Saingan Baru
Jadi ternyata Andhita itu ada hati sama Adit, pikir Rendy. Apa sih kelebihannya Adit dibanding cowok lain? Pendiam, jadi ketua OSIS cuma karena nggak ada calon lain yang lebih baik. Tampangnya sebenarnya pas-pasan, tapi kalau lagi diam malah kelihatan ganteng. Jadi karena Adit itu pendiam, jadi ya...kelihatan ganteng terus deh. Rendy kesal sendiri.
Andhita, Andhita, Andhita! Cewek itu benar-benar menyita seluruh pikirannya. Kenapa ya? Sebelumnya dia nggak pernah begini. Apa karena Andhita mirip Grey? Tapi mereka beda kok. Grey kalem, Andhita jarang kalem. Grey lembut, Andhita nggak pernah lembut sama sekali sama dia. Grey baik, Andhita juga baik sih. Tapi...perasaan manusia memang aneh. Kita nggak akan pernah bisa menduga apa yang bisa terjadi pada diri kita sendiri. Seperti ada sesuatu di dalam diri kita yang siap meledak kapan saja, tanpa dapat kita kendalikan.
”Halo, Rendy!” tegur Tasha. Rendy menoleh dan tersenyum pada cewek iu.
“Mau ke perpustakaan juga Sha?” tanya Rendy.
”Iah. Abisnya takut bukunya kehabisan. Maklum, di kelas kita kan banyak yang rajin. Mereka juga pasti nyari buku tentang makalah sosial yang disuruh Ibu Ema. Mending kita duluan deh. Elo sekelompok sama gue kan? Apa lo mau nyari buku juga?”
Rendy mengangkat dua buku perpustakaan yang dipinjamnya, ”Kalo gue sih biasa, pinjem buku buat dibaca sendiri aja. Lagian ini mesti dibalikin. Kalau sampe kena denda kan nggak enak juga.”
”Kalau begitu bareng deh!” kata Tasha senang. Mereka pun pergi ke perpustakaan bersama.
”Ren!

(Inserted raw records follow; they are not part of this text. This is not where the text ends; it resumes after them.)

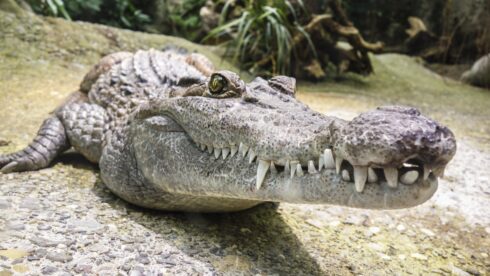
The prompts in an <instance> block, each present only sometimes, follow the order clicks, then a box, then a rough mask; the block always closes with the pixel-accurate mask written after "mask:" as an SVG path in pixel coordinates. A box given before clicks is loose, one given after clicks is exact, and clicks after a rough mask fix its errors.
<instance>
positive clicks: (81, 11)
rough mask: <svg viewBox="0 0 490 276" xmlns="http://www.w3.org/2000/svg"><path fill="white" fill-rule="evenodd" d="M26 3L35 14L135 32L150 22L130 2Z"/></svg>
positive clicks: (123, 0)
mask: <svg viewBox="0 0 490 276" xmlns="http://www.w3.org/2000/svg"><path fill="white" fill-rule="evenodd" d="M28 3H29V4H30V6H31V7H32V9H33V10H34V11H35V12H36V13H39V14H43V15H48V16H56V17H64V18H65V19H68V20H71V19H74V20H82V21H89V22H97V23H102V24H107V25H112V26H116V27H125V28H130V29H137V30H140V29H142V27H143V25H144V24H146V23H148V22H149V21H150V18H149V16H148V15H146V14H144V13H143V12H142V11H141V10H140V9H138V8H137V7H136V5H135V4H134V3H133V1H132V0H29V1H28Z"/></svg>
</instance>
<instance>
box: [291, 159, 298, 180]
mask: <svg viewBox="0 0 490 276" xmlns="http://www.w3.org/2000/svg"><path fill="white" fill-rule="evenodd" d="M298 163H299V162H298V161H290V162H289V165H290V167H291V178H293V177H294V174H295V173H296V165H299V164H298Z"/></svg>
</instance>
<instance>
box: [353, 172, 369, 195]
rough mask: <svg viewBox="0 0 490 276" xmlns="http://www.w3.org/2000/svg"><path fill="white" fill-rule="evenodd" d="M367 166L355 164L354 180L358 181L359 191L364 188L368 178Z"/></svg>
mask: <svg viewBox="0 0 490 276" xmlns="http://www.w3.org/2000/svg"><path fill="white" fill-rule="evenodd" d="M367 175H368V172H367V167H365V166H354V182H355V183H356V191H357V192H358V193H360V192H362V191H363V190H364V186H365V185H366V180H367Z"/></svg>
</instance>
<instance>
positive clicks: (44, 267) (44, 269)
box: [41, 266, 58, 275]
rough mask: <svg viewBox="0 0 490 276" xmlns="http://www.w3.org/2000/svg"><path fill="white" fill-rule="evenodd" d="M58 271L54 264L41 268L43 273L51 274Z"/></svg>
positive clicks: (42, 273)
mask: <svg viewBox="0 0 490 276" xmlns="http://www.w3.org/2000/svg"><path fill="white" fill-rule="evenodd" d="M56 271H58V269H57V268H56V267H54V266H45V267H43V268H42V269H41V272H42V274H43V275H51V274H53V273H55V272H56Z"/></svg>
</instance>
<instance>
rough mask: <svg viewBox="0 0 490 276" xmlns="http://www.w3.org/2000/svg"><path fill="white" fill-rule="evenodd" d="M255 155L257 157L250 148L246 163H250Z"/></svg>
mask: <svg viewBox="0 0 490 276" xmlns="http://www.w3.org/2000/svg"><path fill="white" fill-rule="evenodd" d="M255 157H257V155H256V154H255V152H254V151H253V150H252V149H250V150H249V151H248V163H249V164H251V163H252V162H253V161H254V160H255Z"/></svg>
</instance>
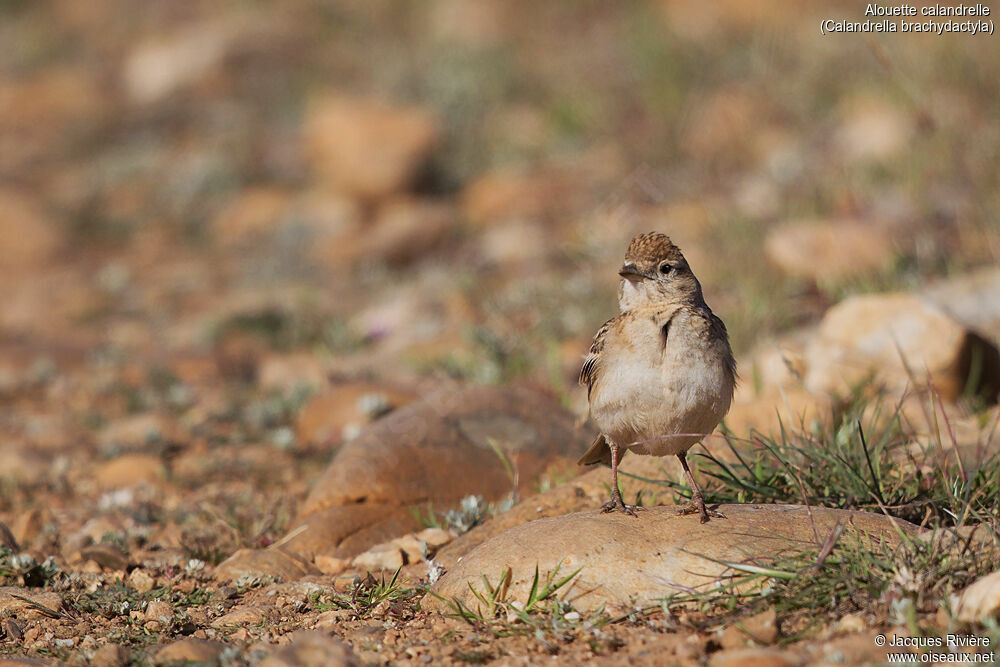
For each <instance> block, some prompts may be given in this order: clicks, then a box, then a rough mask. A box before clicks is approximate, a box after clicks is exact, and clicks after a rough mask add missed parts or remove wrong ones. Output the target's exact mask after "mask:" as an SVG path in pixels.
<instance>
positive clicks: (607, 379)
mask: <svg viewBox="0 0 1000 667" xmlns="http://www.w3.org/2000/svg"><path fill="white" fill-rule="evenodd" d="M670 352H671V350H670V349H669V347H668V349H667V350H666V351H665V354H669V353H670ZM677 356H678V358H675V359H665V360H664V363H660V364H656V365H650V364H639V363H631V364H630V363H619V364H616V365H615V367H614V368H613V369H611V368H609V369H607V370H608V371H610V372H609V373H608V374H607V375H606V376H605V378H603V380H604V381H603V382H602V385H603V386H602V388H601V389H602V390H601V391H600V392H599V394H600V398H599V400H595V401H593V402H592V403H591V416H592V417H593V419H594V421H595V423H596V424H597V426H598V427H599V428H600V429H601V432H603V433H604V434H605V435H607V436H608V437H609V438H610V439H611V440H612V441H614V442H615V443H616V444H618V445H619V446H621V447H626V448H628V449H631V450H632V451H633V452H635V453H637V454H651V455H654V456H667V455H670V454H678V453H680V452H684V451H687V450H688V449H689V448H690V447H691V446H692V445H693V444H695V443H696V442H698V441H699V440H702V439H703V438H704V437H705V436H706V435H708V434H710V433H711V432H712V431H713V430H714V429H715V427H716V426H718V424H719V422H720V421H721V420H722V418H723V417H724V416H725V414H726V412H727V411H728V410H729V404H730V402H731V400H732V379H731V378H730V377H728V376H727V374H726V370H725V368H724V366H723V364H722V363H721V362H720V361H712V359H711V357H710V356H709V355H703V354H701V353H700V351H691V350H688V351H687V352H685V353H682V354H678V355H677Z"/></svg>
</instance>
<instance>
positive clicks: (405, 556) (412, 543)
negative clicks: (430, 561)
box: [392, 534, 430, 563]
mask: <svg viewBox="0 0 1000 667" xmlns="http://www.w3.org/2000/svg"><path fill="white" fill-rule="evenodd" d="M392 543H393V544H394V545H396V546H397V547H399V549H400V550H401V551H402V552H403V558H404V560H405V561H406V562H407V563H419V562H420V561H421V560H423V558H424V553H425V552H427V553H430V548H429V547H428V545H427V543H426V542H422V541H421V540H420V539H419V538H418V537H417V536H416V535H413V534H410V535H403V536H402V537H397V538H396V539H394V540H393V541H392Z"/></svg>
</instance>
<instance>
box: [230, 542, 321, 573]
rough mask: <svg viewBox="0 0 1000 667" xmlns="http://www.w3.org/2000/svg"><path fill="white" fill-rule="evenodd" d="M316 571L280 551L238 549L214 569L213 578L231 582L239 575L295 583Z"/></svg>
mask: <svg viewBox="0 0 1000 667" xmlns="http://www.w3.org/2000/svg"><path fill="white" fill-rule="evenodd" d="M315 573H316V570H314V569H313V567H312V566H311V565H310V564H309V563H306V562H304V561H303V560H302V559H300V558H298V557H296V556H294V555H292V554H289V553H286V552H285V551H282V550H280V549H274V548H268V549H240V550H238V551H237V552H236V553H234V554H233V555H232V556H230V557H229V558H227V559H226V560H224V561H223V562H222V563H220V564H219V565H218V566H217V567H216V568H215V578H216V579H218V580H220V581H232V580H235V579H238V578H239V577H240V576H241V575H244V574H249V575H257V576H260V575H263V576H274V577H280V578H282V579H284V580H285V581H295V580H296V579H300V578H302V577H303V576H305V575H307V574H315Z"/></svg>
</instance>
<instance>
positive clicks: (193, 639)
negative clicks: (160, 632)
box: [156, 637, 226, 664]
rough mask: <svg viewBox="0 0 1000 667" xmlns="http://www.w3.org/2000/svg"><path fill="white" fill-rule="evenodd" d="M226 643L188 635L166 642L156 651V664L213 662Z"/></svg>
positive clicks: (217, 655) (214, 662) (213, 661)
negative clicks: (163, 646) (165, 643)
mask: <svg viewBox="0 0 1000 667" xmlns="http://www.w3.org/2000/svg"><path fill="white" fill-rule="evenodd" d="M224 650H226V645H225V644H223V643H222V642H216V641H212V640H209V639H196V638H194V637H190V638H188V639H181V640H180V641H176V642H174V643H172V644H167V645H166V646H164V647H163V648H161V649H160V650H159V651H157V652H156V664H170V663H175V662H207V663H212V664H214V663H215V662H216V660H217V659H218V657H219V654H220V653H222V652H223V651H224Z"/></svg>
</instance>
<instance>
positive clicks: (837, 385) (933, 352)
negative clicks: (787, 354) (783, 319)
mask: <svg viewBox="0 0 1000 667" xmlns="http://www.w3.org/2000/svg"><path fill="white" fill-rule="evenodd" d="M973 359H978V360H979V363H978V364H977V367H976V368H974V367H973V362H972V360H973ZM806 366H807V368H808V371H807V373H806V379H805V384H806V387H807V388H808V389H809V390H810V391H812V392H813V393H816V394H824V393H826V394H829V393H834V394H837V393H839V394H843V393H845V392H847V391H848V390H849V389H850V388H851V387H852V386H853V385H855V384H857V383H859V382H861V381H863V380H865V379H867V378H868V377H869V376H871V375H872V374H874V375H875V376H876V378H877V380H878V381H880V382H883V383H885V384H886V385H888V386H889V387H891V388H894V389H902V388H905V387H909V386H910V385H914V384H915V385H923V384H925V383H927V382H928V381H930V382H931V383H933V385H934V387H935V388H936V389H937V391H938V392H939V393H940V394H941V396H942V397H943V398H945V399H946V400H954V399H956V398H957V397H958V396H960V395H961V394H962V392H963V391H965V390H966V388H967V386H966V385H968V383H969V382H970V378H971V379H975V380H976V381H977V385H976V386H975V387H972V389H973V390H974V391H976V392H977V393H979V392H980V391H982V392H984V393H991V394H992V395H994V396H995V395H996V391H997V388H998V387H1000V354H998V351H997V348H996V346H994V345H993V344H992V343H990V342H989V341H986V340H985V339H983V338H981V337H980V336H978V335H976V334H975V333H974V332H972V331H970V330H968V329H967V328H966V327H965V326H963V325H962V324H961V323H960V322H958V321H957V320H955V319H954V318H953V317H951V316H950V315H948V314H947V313H945V312H944V311H943V310H941V309H939V308H938V307H937V306H934V305H932V304H930V303H928V302H927V301H924V300H922V299H920V298H919V297H916V296H912V295H910V294H876V295H863V296H854V297H850V298H848V299H846V300H844V301H842V302H841V303H839V304H837V305H836V306H834V307H833V308H831V309H830V310H829V311H827V313H826V314H825V315H824V316H823V320H822V322H820V325H819V329H818V331H817V333H816V335H815V336H814V337H813V339H812V340H811V341H810V342H809V344H808V346H807V347H806Z"/></svg>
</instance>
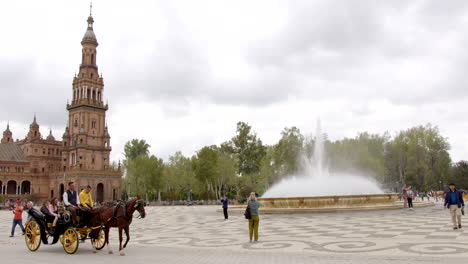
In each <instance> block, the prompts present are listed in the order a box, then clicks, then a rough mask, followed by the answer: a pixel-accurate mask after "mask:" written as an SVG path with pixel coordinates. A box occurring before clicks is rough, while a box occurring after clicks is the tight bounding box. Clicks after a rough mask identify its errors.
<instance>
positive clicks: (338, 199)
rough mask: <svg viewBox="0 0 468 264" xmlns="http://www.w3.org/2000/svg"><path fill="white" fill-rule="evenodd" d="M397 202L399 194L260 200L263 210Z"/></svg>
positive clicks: (379, 204)
mask: <svg viewBox="0 0 468 264" xmlns="http://www.w3.org/2000/svg"><path fill="white" fill-rule="evenodd" d="M397 200H398V194H397V193H388V194H364V195H334V196H311V197H284V198H258V201H259V203H260V206H261V207H263V208H337V207H339V208H341V207H343V208H347V207H360V206H377V205H391V204H394V203H395V202H396V201H397Z"/></svg>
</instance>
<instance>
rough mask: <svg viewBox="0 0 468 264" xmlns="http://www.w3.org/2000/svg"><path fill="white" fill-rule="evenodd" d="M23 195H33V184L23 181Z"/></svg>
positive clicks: (27, 181)
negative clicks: (31, 194)
mask: <svg viewBox="0 0 468 264" xmlns="http://www.w3.org/2000/svg"><path fill="white" fill-rule="evenodd" d="M21 193H22V194H31V182H30V181H23V182H22V183H21Z"/></svg>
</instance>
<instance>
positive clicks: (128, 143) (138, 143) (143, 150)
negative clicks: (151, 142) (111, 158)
mask: <svg viewBox="0 0 468 264" xmlns="http://www.w3.org/2000/svg"><path fill="white" fill-rule="evenodd" d="M150 147H151V146H150V145H149V144H148V143H146V141H145V140H144V139H132V140H130V141H128V142H127V143H125V146H124V156H125V160H134V159H136V157H138V156H140V155H146V156H148V155H149V148H150Z"/></svg>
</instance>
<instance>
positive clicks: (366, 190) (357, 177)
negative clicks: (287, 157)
mask: <svg viewBox="0 0 468 264" xmlns="http://www.w3.org/2000/svg"><path fill="white" fill-rule="evenodd" d="M324 141H325V139H324V136H323V133H322V129H321V125H320V120H318V121H317V130H316V136H315V145H314V154H313V156H312V158H310V159H309V158H307V157H306V155H302V162H301V164H302V168H303V169H302V173H301V174H299V175H292V176H290V177H288V178H286V179H283V180H282V181H281V182H279V183H278V184H276V185H274V186H273V187H272V188H270V189H269V190H268V191H267V192H266V193H265V194H264V195H263V196H262V197H263V198H272V197H275V198H279V197H304V196H328V195H361V194H382V193H383V191H382V190H381V189H380V188H379V187H378V186H377V184H376V183H374V182H373V181H372V180H369V179H366V178H364V177H360V176H356V175H352V174H349V173H348V174H345V173H333V174H330V172H329V168H328V166H325V148H324Z"/></svg>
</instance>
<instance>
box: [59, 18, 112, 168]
mask: <svg viewBox="0 0 468 264" xmlns="http://www.w3.org/2000/svg"><path fill="white" fill-rule="evenodd" d="M81 46H82V49H81V53H82V56H81V64H80V67H79V72H78V75H75V77H74V78H73V83H72V88H73V89H72V100H71V103H70V104H67V110H68V124H67V129H66V132H65V133H64V135H63V147H64V148H63V151H62V156H63V157H62V158H63V159H62V162H63V164H62V166H63V168H64V169H65V170H106V169H108V168H109V155H110V152H111V147H110V136H109V133H108V130H107V126H106V111H107V109H108V105H107V104H104V103H103V94H104V81H103V78H102V76H99V71H98V66H97V63H96V61H97V46H98V42H97V39H96V35H95V34H94V19H93V16H92V14H91V12H90V15H89V17H88V19H87V29H86V32H85V34H84V36H83V39H82V40H81Z"/></svg>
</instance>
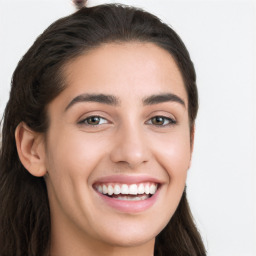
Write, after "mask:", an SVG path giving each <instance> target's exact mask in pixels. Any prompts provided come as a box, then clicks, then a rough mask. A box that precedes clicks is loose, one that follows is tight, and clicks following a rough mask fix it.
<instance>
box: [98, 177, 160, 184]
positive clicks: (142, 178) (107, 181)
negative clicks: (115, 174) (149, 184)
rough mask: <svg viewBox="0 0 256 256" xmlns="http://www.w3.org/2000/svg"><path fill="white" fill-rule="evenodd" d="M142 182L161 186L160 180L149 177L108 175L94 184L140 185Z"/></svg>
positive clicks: (98, 179)
mask: <svg viewBox="0 0 256 256" xmlns="http://www.w3.org/2000/svg"><path fill="white" fill-rule="evenodd" d="M142 182H152V183H157V184H161V183H163V182H162V181H161V180H159V179H157V178H155V177H152V176H149V175H126V174H123V175H120V174H119V175H110V176H105V177H101V178H99V179H97V180H96V181H95V182H94V184H97V183H121V184H127V185H129V184H136V183H142Z"/></svg>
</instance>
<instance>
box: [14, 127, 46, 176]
mask: <svg viewBox="0 0 256 256" xmlns="http://www.w3.org/2000/svg"><path fill="white" fill-rule="evenodd" d="M15 140H16V147H17V151H18V155H19V158H20V161H21V163H22V164H23V166H24V167H25V168H26V169H27V170H28V172H30V173H31V174H32V175H33V176H37V177H42V176H44V175H45V174H46V167H45V148H44V140H43V135H42V134H40V133H37V132H34V131H32V130H31V129H30V128H29V127H28V126H27V125H26V124H25V123H24V122H21V123H20V124H19V125H18V126H17V128H16V130H15Z"/></svg>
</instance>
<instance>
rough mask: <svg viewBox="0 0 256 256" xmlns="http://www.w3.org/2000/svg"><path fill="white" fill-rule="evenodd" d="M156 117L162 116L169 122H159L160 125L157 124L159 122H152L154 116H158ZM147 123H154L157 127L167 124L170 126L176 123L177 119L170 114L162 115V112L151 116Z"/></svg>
mask: <svg viewBox="0 0 256 256" xmlns="http://www.w3.org/2000/svg"><path fill="white" fill-rule="evenodd" d="M156 117H160V118H163V119H165V121H166V120H168V123H167V124H162V125H161V124H159V125H157V124H153V123H152V119H153V118H156ZM146 123H147V124H150V125H154V126H156V127H166V126H170V125H175V124H177V121H176V119H175V118H174V117H170V116H166V115H161V114H159V115H154V116H152V117H151V118H149V119H148V120H147V121H146Z"/></svg>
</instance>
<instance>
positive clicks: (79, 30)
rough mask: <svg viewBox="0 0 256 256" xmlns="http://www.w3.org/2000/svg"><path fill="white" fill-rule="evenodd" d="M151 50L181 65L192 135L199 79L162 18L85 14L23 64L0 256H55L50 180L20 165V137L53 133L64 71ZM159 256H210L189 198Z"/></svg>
mask: <svg viewBox="0 0 256 256" xmlns="http://www.w3.org/2000/svg"><path fill="white" fill-rule="evenodd" d="M132 41H139V42H151V43H154V44H156V45H157V46H159V47H161V48H163V49H165V50H167V51H168V52H169V53H170V54H171V56H172V57H173V58H174V60H175V61H176V63H177V65H178V67H179V70H180V72H181V74H182V77H183V79H184V85H185V89H186V92H187V95H188V113H189V120H190V127H191V129H192V127H193V126H194V122H195V118H196V115H197V109H198V95H197V88H196V75H195V70H194V66H193V63H192V61H191V60H190V56H189V53H188V51H187V49H186V47H185V45H184V44H183V42H182V41H181V39H180V38H179V36H178V35H177V34H176V33H175V32H174V31H173V30H172V29H171V28H170V27H168V26H167V25H165V24H164V23H162V22H161V21H160V20H159V19H158V18H157V17H155V16H153V15H152V14H149V13H147V12H144V11H142V10H139V9H135V8H132V7H127V6H123V5H114V4H112V5H101V6H95V7H92V8H85V7H84V8H81V9H80V10H79V11H77V12H76V13H74V14H72V15H70V16H67V17H65V18H62V19H60V20H58V21H56V22H54V23H53V24H52V25H51V26H49V28H47V29H46V30H45V31H44V33H43V34H42V35H40V36H39V37H38V39H37V40H36V41H35V43H34V44H33V45H32V47H31V48H30V49H29V50H28V52H27V53H26V54H25V55H24V57H23V58H22V59H21V61H20V62H19V64H18V66H17V68H16V70H15V72H14V74H13V79H12V85H11V92H10V99H9V101H8V103H7V106H6V109H5V113H4V119H3V132H2V147H1V151H0V204H1V211H0V255H1V256H10V255H15V256H23V255H29V256H34V255H36V256H49V243H50V231H51V223H50V209H49V202H48V197H47V189H46V185H45V181H44V178H43V177H41V178H38V177H34V176H32V175H31V174H29V173H28V171H27V170H26V169H25V168H24V167H23V165H22V164H21V162H20V160H19V157H18V154H17V149H16V143H15V137H14V134H15V129H16V127H17V126H18V124H19V123H20V122H25V123H26V124H27V125H28V126H29V127H30V128H31V129H32V130H34V131H36V132H40V133H45V132H47V128H48V126H49V121H48V118H47V106H48V104H49V103H50V102H51V101H52V100H53V99H54V98H55V97H57V96H58V95H59V94H60V93H61V92H62V91H63V90H64V89H65V86H66V84H65V79H64V75H63V68H64V66H65V65H66V64H67V63H68V62H69V61H71V60H73V59H74V58H76V57H78V56H80V55H82V54H84V53H85V52H86V51H90V50H91V49H93V48H95V47H99V46H100V45H102V44H105V43H112V42H132ZM155 255H159V256H164V255H177V256H188V255H190V256H204V255H206V253H205V249H204V246H203V242H202V240H201V237H200V234H199V232H198V231H197V229H196V226H195V224H194V222H193V219H192V215H191V213H190V210H189V206H188V203H187V200H186V193H185V191H184V194H183V196H182V199H181V201H180V204H179V206H178V208H177V210H176V212H175V214H174V215H173V217H172V218H171V220H170V222H169V223H168V225H167V226H166V228H165V229H164V230H163V231H162V232H161V233H160V234H159V235H158V236H157V238H156V246H155Z"/></svg>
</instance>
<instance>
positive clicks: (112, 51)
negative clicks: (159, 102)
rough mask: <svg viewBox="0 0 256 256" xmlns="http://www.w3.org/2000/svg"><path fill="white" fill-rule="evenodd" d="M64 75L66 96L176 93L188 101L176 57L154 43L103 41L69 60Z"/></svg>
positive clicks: (134, 99) (71, 98)
mask: <svg viewBox="0 0 256 256" xmlns="http://www.w3.org/2000/svg"><path fill="white" fill-rule="evenodd" d="M63 75H64V80H65V83H66V89H65V90H64V91H63V94H65V95H66V97H67V100H71V99H72V98H73V97H75V96H77V95H79V94H82V93H91V94H94V93H104V94H111V95H116V96H117V97H119V96H120V97H121V98H122V97H125V98H128V96H129V97H131V98H133V99H134V100H136V98H137V97H138V98H142V97H143V98H144V97H147V96H149V95H151V94H160V93H175V94H177V95H178V96H179V97H182V98H183V99H184V102H185V103H186V102H187V95H186V91H185V86H184V82H183V79H182V75H181V73H180V71H179V68H178V66H177V65H176V63H175V61H174V59H173V57H172V56H171V54H170V53H169V52H167V51H166V50H164V49H162V48H160V47H158V46H157V45H155V44H153V43H141V42H125V43H123V42H122V43H108V44H104V45H101V46H99V47H97V48H95V49H92V50H90V51H89V52H86V53H84V54H83V55H81V56H79V57H77V58H75V59H74V60H72V61H70V62H69V63H68V64H67V65H66V66H65V68H64V72H63ZM186 105H187V103H186Z"/></svg>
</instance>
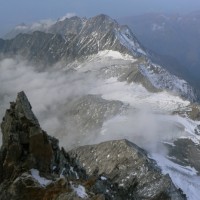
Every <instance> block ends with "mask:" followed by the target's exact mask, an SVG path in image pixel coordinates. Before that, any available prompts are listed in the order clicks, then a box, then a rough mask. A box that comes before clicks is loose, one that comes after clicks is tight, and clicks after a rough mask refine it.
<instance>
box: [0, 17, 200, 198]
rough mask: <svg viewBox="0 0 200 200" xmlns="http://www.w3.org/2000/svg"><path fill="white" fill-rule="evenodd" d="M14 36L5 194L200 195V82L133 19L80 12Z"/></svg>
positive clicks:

Cewek-cewek di kelas kita kan banyak yang ngedeketin lo. Gimana perasaan lo ke mereka? Apa ada yang elo suka?”tanya Tasha saat memilih buku bagian sosial.
”Suka apanya nih? Suka dideketin apa suka sama orangnya?”
”Ah, elo kan tahu maksud gue...”
Rendy tertawa. Pertama kali bertemu Tasha, dia pikir cewek ini pendiam. Tapi seiring berjalannya waktu, ternyata Tasha cukup bawel dan enak diajak ngobrol. ”Ehm... gue belom kepikir ke arah sana tuh. Gue masih senang ngejomblo. Oh ya, kalau elo, Putri, Keyra, dan Andhita, apa masih pada jomblo juga? Atau ada yang udah punya pacar?”
”Kita berempat masih jojoba kok.”
”Apa tuh jojoba?”
”Jomblo-jomblo bahagia!”
Rendy tertawa renyah. ”Ada-ada aja. Oh ya, kalau Andhita gimana? Gue dengar dia lagi suka sama seorang cowok.”
”Maksud lo...Adit? ehm... kayaknya dia cuma iseng kok. Kalau Andhita beneran suka, kenapa dia nggak gencar ngedeketin Adit? Kalau menurut gue sih Adit itu cuma semacam idola buat Andhita. Kayak fans gitu lah.”
”Jadi maksud lo...sebenarnya kalau Andhita serius ngdeketin, dia bakalan ngedapetin Adit, begitu?”
”Kenapa nggak? Secara fisik, meraka cocok kok.” Tasha tertawa. ”Elo suka ya sama Andhita? Kok ngomongin dia terus sih?”
”Oke, kita ngomongin yang lain deh.”
”Nah, gitu dong!”
***
Di saat yang sama dan tempat yang berbeda, Keyra sedang berjalan bersama Andhita. ”Eh Dhit, pernah kepikir nggak buat bilang terus terang sama Adit kalau lo suka sama dia?”
”Apa?” seru Andhita. ”Nggak ah! Gila lo! Gue cuma suka ngeliat mukanya doang, bukan berarti gue mau nembak dia. Kalau ditolak gimana? Malu ah!”
Keyra bertanya serius, ”Tapi elo kan udah lama banget suka sama dia. Apa salahnya kalau elo mencoba buat peruntungan lo? Siapa tahu berhasil.”
Andhita nggak sadar Keyra membimbing langkah mereka menuju kelas Adit. Soalnya dari tadi Andhita ngeikutin Keyra terus. Saat di depan kelas Adit, Keyra menyodorkan dua lembar tiket pertunjukkan balet di TIM pada Andhita. ”Nih, mumpung sekarang kita udah di depan kelasnya Adit, lo tawarin deh tiket nonton ini ke dia. Kebetulan gue punya dua. Abang gue yang ngasih ke gue. Pacarnya sakit, jadi dari pada mubazir mending dikasih ke gue katanya. Lagi pula gue nggak suka balet, jadi siapa tahu tiket ini bisa lebih bermanfaat buat lo.”
Andhita mengambil tiket itu ragu-ragu. “Kenapa lo ngasih ini ke gue?”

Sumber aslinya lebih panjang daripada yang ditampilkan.